Bone marrow mesenchymal stem cells promote remyelination in spinal cord by driving oligodendrocyte progenitor cell differentiation via TNFα/RelB-Hes1 pathway: a rat model study of 2,5-hexanedione-induced neurotoxicity.

Background: N-hexane, with its metabolite 2,5-hexanedine (HD), is an industrial hazardous material. Chronic hexane exposure causes segmental demyelination in the peripheral nerves, and high-dose intoxication may also affect central nervous system. Demyelinating conditions are difficult to treat and stem cell therapy using bone marrow mesenchymal stem cells (BMSCs) is a promising novel strategy. Our previous study found that BMSCs promoted motor function recovery in rats modeling hexane neurotoxicity. This work aimed to explore the underlying mechanisms and focused on the changes in spinal cord.

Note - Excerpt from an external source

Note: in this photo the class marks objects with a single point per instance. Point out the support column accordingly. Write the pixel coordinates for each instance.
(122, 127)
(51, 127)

Methods: Sprague Dawley rats were intoxicated with HD (400 mg/kg/day, i.p, for 5 weeks). A bolus of BMSCs (5 × 10 cells/kg) was injected via tail vein. Demyelination and remyelination of the spinal cord before and after BMSC treatment were examined microscopically. Cultured oligodendrocyte progenitor cells (OPCs) were incubated with HD ± BMSC-derived conditional medium (BMSC-CM). OPC differentiation was studied by immunostaining and morphometric analysis. The expressional changes of Hes1, a transcription factor negatively regulating OPC-differentiation, were studied. The upstream Notch1 and TNFα/RelB pathways were studied, and some key signaling molecules were measured. The correlation between neurotrophin NGF and TNFα was also investigated. Statistical significance was evaluated using one-way ANOVA and performed using SPSS 13.0.

Results: The demyelinating damage by HD and remyelination by BMSCs were evidenced by electron microscopy, LFB staining and NG2/MBP immunohistochemistry. In vitro cultured OPCs showed more differentiation after incubation with BMSC-CM. Hes1 expression was found to be significantly increased by HD and decreased by BMSC or BMSC-CM. The change of Hes1 was found, however, independent of Notch1 activation, but dependent on TNFα/RelB signaling. HD was found to increase TNFα, RelB and Hes1 expression, and BMSCs were found to have the opposite effect. Addition of recombinant TNFα to OPCs or RelB overexpression similarly caused upregulation of Hes1 expression. The secretion of NGF by BMSC and activation of NGF receptor was found important for suppression of TNFα production in OPCs.

Conclusions: Our findings demonstrated that BMSCs promote remyelination in the spinal cord of HD-exposed rats via TNFα/RelB-Hes1 pathway, providing novel insights for evaluating and further exploring the therapeutical effect of BMSCs on demyelinating neurodegenerative disease.